Esta obrigação, explicada pelo Banco de Portugal na página Taxas de juro no crédito à habitação, compara modalidades de taxa. Não obriga o intermediário a consultar três bancos nem estabelece três FINE autónomas por cliente.
E quanto ao número mínimo de propostas?
FINE e proposta de crédito não são conceitos equivalentes. A FINE é o documento normalizado que apresenta as condições de uma simulação ou de uma aprovação. A proposta é a oferta contratual submetida ao cliente.
O regime jurídico dos intermediários de crédito contém uma regra específica para os intermediários não vinculados:
- devem apresentar, com imparcialidade, um número de produtos representativo do mercado ou do tipo de crédito em causa;
- o contrato de intermediação celebrado com o consumidor deve indicar o número mínimo de propostas a apresentar.

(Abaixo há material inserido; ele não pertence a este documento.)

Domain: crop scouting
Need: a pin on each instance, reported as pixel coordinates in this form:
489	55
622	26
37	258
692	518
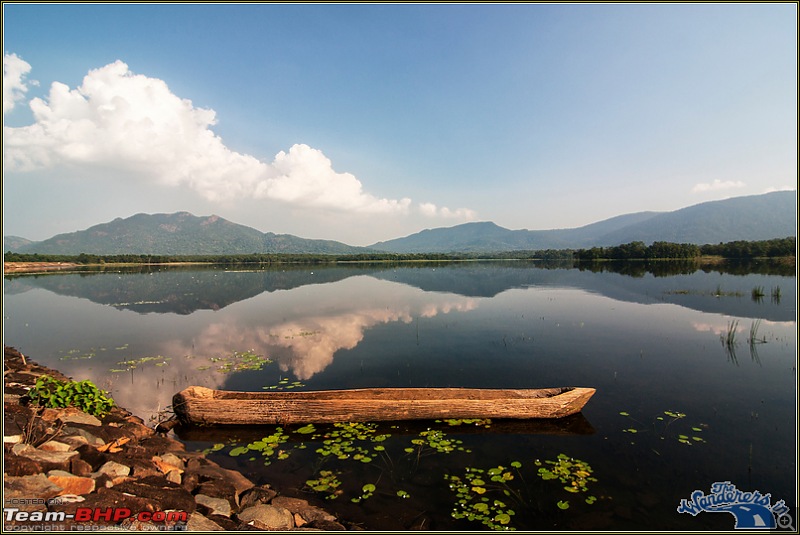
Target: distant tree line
782	247
779	247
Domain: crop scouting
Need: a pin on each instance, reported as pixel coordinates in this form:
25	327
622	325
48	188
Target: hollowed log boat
201	405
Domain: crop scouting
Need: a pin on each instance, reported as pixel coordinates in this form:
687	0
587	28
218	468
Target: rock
91	439
157	488
17	466
50	460
215	506
219	488
73	484
229	524
63	473
161	445
79	467
307	512
77	416
75	441
104	499
294	505
174	460
113	469
256	495
190	480
54	445
133	524
174	477
198	522
38	486
326	525
268	517
19	449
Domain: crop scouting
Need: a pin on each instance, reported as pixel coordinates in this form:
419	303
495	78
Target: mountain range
756	217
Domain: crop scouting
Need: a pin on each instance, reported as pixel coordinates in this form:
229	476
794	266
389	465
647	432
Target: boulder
267	517
198	522
157	488
214	506
256	495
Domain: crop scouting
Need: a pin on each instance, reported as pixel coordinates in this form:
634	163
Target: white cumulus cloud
134	125
717	185
429	209
305	176
15	70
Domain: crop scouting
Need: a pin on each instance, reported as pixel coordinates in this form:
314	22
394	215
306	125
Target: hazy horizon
364	123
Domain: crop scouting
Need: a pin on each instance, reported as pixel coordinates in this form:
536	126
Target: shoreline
62	461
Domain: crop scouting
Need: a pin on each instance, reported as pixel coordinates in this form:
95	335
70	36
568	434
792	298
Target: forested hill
179	234
756	217
752	218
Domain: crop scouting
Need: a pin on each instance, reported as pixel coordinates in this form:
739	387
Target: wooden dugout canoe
200	405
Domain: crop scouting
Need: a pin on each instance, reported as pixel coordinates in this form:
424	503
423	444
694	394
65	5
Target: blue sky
365	123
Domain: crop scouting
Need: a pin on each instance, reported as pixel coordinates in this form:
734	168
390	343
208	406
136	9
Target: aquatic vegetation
76	354
478	422
661	424
267	447
436	440
366	492
240	361
728	338
757	294
341	442
328	482
284	384
573	473
776	295
753	338
132	364
473	502
55	393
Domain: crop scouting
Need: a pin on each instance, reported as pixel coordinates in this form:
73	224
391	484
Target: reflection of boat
576	424
201	405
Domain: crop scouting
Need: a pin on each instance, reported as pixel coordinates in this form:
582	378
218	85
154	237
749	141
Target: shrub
54	393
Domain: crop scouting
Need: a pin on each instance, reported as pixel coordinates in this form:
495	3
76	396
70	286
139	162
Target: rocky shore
103	473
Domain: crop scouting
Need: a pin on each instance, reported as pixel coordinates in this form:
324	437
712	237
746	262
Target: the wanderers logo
752	510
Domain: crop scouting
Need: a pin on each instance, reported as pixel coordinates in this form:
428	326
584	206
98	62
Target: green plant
776	295
728	339
474	504
573	473
267	447
757	293
327	482
55	393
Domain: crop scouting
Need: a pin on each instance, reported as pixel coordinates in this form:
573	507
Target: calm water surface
647	343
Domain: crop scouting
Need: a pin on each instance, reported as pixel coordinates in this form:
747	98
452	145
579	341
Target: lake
695	371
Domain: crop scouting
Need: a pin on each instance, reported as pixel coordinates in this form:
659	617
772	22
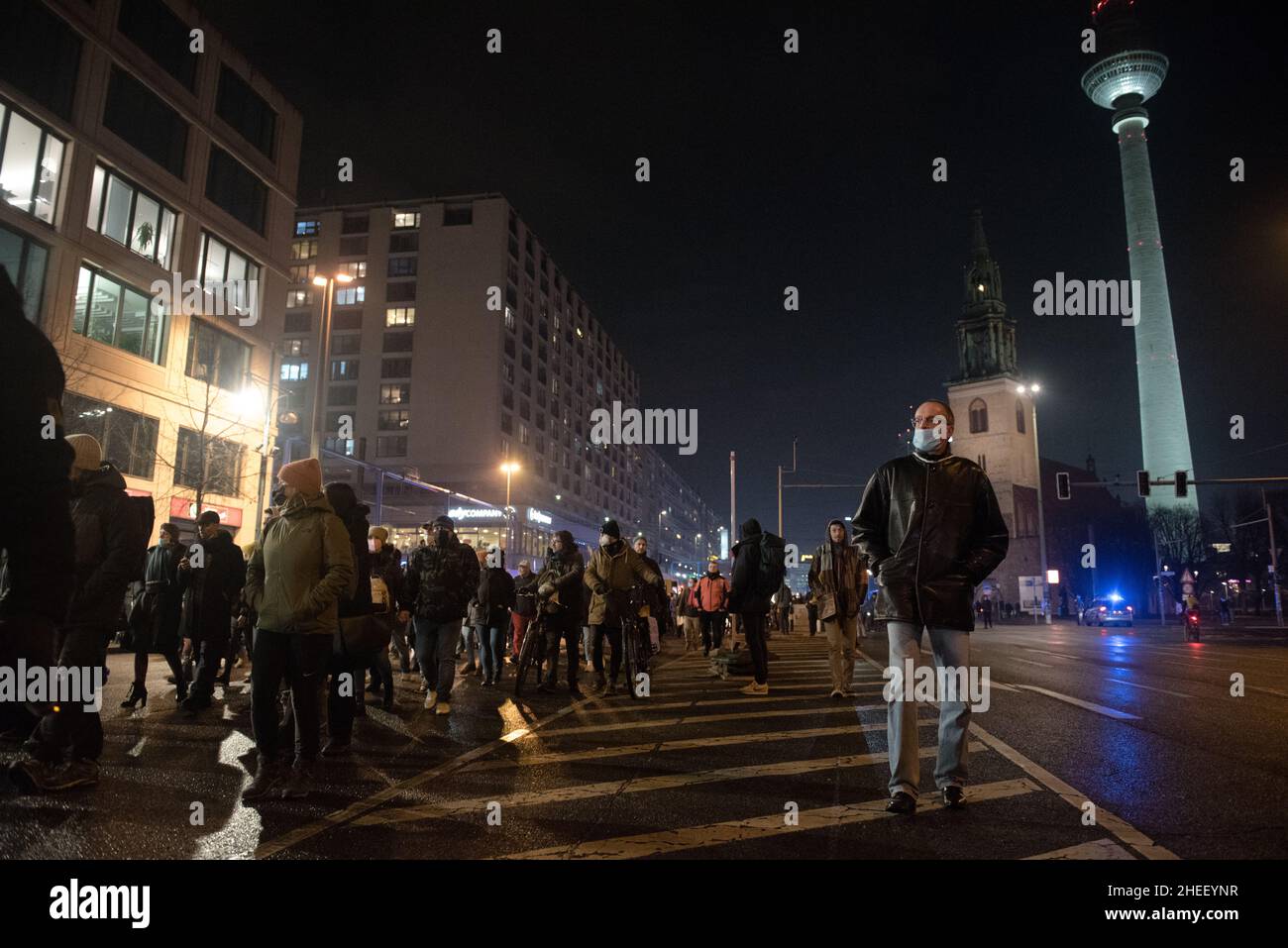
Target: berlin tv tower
1125	75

A lei obriga, portanto, a definir esse número no contrato do intermediário não vinculado, mas não fixa um valor nacional de duas, três ou cinco propostas. Também não transforma automaticamente esse número num mínimo de FINE aplicável a todos os intermediários.
O que deve ficar registado no processo
Do ponto de vista operacional, é prudente que o processo identifique claramente:
- a data de cada simulação;
- a instituição responsável;
- a modalidade de taxa analisada;
- a versão da FINE entregue ao cliente;
- a FINE e a minuta recebidas após a aprovação.
Este registo não altera o número exigido pela lei, mas ajuda a demonstrar que a informação foi disponibilizada e explicada ao cliente em cada momento relevante.
Conclusão
Não existe uma regra geral que obrigue o intermediário de crédito a apresentar um mínimo fixo de FINE por cliente.
A regra correcta é esta: cada simulação apresentada deve ser acompanhada pela respectiva FINE e, quando o crédito é aprovado, o banco deve entregar uma nova FINE com as condições finais.
Se vier a ser aprovada uma alteração que estabeleça um número mínimo de propostas, será necessário analisar o texto final para perceber a quem se aplica e como se articula com a FINE. Até lá, não é correcto apresentar como obrigação em vigor um número que não consta da legislação actual.
Fontes oficiais
- Diário da República — Decreto-Lei n.º 74-A/2017, artigo 13.º
- Diário da República — Decreto-Lei n.º 81-C/2017, artigos 60.º e 62.º
- Banco de Portugal — Quando tenho direito a receber uma FINE?